Without loss of generality, we can assume the circumference of the circle to be equal to $1$. Cut the circle at the first point $A$ and spread it out as a line. Let the other two points $B$ and $C$ be located at distances of $x$ and $y$ from $A$. The midpoint of this line is $M$ and $0 \leq x,y \leq 1$.

Points $B$ and $C$ can be both located on same side of $M$ or on either side of $M$. If both points lie on the same side of $M$, then all $3$ points lie on the same semi-circle.

$$
P(\text{same side}) = 2 * \frac{1}{4} = \frac{1}{2}
$$
We are multiplying by 2 as the points can lie on both sides of $M$.

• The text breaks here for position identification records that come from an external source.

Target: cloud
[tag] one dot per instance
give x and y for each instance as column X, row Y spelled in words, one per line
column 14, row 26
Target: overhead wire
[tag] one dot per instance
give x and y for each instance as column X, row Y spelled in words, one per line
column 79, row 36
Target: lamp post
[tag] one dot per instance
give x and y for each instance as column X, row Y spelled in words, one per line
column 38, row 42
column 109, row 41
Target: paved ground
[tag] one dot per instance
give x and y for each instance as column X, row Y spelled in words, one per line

They can also be located on the either side of $M$ and in this case, the conditions for all 3 points to lie on the same semi-circle are
$$
x + 1 - y < 0.5 \Rightarrow y > x + 0.5 \text{ if } y > x\\
y + 1 - x < 0.5 \Rightarrow x > y + 0.5 \text{ if } x > y
$$
Representing these two regions graphically, we get the following area:

The area of the shaded region is $\frac{1}{4}$. Combining all results, we get the probability that $A$, $B$ and $C$ all lie on the same semi-circle is
$$\frac{1}{2} + \frac{1}{4} = \frac{3}{4}$$.